We headed up to the gorgeous new Hotel Ziggurat after that – lovely surroundings and an equally lovely literary crowd. Definitely worth the hike up Constitution Steps.
This morning I was lucky enough to escort Mr Oggy Boytchev to the Grammar School for a talk, hosted by Mr Montague. Oggy opened our eyes to the fact that we know most about the conflicts in zones where foreign reporters are allowed, but that there are horrors taking place in other countries that go largely unreported. The students, ranging from year 8 up to year 13, made a fantastic, engaged audience.
Agony aunt Irma Kurtz is a wise woman who gave excellent advice. I liked this one: in our fast-moving digital age, the possibility of making an immediate response speeds up the infliction of pain. Stop and think.
Former Chief Librarian Maggie Falla interviewed Jussi Adler-Olsen and they were fun to watch. Jussi explained how he interacts with us in bed.. that’s us as readers, of course, keeping us hooked with his unputdownable Department Q novels and preventing us from falling asleep!

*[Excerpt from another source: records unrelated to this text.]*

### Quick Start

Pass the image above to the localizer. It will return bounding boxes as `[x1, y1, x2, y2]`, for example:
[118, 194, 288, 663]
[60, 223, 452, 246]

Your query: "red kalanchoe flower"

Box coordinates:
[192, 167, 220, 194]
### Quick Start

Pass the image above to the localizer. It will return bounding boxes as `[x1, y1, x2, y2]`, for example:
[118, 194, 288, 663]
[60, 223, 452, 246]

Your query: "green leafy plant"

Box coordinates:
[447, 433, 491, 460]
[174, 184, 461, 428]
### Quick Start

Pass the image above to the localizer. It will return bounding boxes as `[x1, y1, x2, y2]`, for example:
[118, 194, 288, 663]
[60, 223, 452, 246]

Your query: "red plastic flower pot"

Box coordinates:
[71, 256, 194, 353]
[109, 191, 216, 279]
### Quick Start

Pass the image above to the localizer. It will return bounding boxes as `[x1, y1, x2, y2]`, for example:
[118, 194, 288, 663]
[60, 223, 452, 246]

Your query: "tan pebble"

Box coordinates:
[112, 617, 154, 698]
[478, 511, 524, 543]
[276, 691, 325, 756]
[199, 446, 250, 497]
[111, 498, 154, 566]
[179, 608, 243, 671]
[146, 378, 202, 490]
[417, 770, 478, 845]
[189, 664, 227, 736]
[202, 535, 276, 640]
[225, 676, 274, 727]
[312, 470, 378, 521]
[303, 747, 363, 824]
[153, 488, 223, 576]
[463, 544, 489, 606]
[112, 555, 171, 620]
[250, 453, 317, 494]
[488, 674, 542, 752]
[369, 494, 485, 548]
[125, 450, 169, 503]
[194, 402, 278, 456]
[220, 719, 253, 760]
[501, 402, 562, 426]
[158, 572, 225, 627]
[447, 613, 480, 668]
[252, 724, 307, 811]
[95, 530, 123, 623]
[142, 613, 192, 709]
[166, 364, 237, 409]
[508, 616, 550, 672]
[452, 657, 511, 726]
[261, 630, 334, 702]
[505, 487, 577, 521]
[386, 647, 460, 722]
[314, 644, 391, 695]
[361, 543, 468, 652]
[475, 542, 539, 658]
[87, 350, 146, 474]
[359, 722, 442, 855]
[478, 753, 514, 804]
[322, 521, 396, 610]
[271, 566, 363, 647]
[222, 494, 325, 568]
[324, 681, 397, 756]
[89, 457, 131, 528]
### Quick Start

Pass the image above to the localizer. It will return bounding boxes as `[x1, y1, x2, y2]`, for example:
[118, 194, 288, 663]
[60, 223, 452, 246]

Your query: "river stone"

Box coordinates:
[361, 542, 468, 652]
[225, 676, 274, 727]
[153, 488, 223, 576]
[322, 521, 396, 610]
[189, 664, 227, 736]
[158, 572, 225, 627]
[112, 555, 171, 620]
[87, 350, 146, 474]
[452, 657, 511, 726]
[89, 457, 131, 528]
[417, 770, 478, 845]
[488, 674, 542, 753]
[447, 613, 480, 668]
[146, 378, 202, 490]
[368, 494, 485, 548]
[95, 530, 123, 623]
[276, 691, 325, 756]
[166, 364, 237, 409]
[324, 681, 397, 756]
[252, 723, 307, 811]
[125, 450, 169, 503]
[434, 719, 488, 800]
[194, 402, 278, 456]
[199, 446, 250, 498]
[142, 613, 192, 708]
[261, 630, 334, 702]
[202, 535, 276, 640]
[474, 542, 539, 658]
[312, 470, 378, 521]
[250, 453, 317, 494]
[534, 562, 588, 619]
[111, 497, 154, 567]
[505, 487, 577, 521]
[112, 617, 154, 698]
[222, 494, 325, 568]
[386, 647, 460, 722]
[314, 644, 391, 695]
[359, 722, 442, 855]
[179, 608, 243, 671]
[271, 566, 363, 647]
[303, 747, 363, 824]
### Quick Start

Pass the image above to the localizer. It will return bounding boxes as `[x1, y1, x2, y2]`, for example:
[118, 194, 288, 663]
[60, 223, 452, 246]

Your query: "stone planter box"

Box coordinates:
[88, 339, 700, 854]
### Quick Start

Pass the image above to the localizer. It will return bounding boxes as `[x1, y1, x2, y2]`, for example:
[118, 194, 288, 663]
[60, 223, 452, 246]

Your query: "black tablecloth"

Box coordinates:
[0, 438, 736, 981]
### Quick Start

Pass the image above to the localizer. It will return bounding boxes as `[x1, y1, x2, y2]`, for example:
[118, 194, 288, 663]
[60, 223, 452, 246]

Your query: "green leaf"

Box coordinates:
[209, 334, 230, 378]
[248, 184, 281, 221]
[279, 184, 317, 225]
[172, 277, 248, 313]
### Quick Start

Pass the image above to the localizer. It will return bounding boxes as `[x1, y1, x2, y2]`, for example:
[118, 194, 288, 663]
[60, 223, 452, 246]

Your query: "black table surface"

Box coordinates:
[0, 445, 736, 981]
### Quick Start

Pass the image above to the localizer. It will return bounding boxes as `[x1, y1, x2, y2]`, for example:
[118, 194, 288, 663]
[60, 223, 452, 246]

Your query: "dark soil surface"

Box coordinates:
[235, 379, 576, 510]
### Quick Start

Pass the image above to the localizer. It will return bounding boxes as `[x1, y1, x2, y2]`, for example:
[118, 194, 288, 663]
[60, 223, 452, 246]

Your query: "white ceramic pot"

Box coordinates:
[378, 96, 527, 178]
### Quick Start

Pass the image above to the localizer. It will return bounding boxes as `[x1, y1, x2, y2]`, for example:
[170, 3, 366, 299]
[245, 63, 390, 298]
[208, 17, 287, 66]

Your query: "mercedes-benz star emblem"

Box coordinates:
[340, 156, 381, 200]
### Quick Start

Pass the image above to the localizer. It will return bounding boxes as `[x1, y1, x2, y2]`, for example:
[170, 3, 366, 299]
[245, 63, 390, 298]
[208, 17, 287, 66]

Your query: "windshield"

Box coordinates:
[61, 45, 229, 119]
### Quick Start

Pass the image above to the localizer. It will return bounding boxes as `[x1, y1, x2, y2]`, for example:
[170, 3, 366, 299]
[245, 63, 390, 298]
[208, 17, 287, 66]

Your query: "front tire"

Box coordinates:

It’s not only books that provoke an emotional response: Hyoie O’Grady’s performance of Eponine’s song at Susan Fletcher’s talk had me quietly snivelling – breathtaking! And Magnus Buchanan’s interview with Susan, charmingly introduced by our blogger Maisie, was a captivating exploration of the character of Eponine, to whom Susan has given a voice in A Little in Love. Victor Hugo would definitely approve.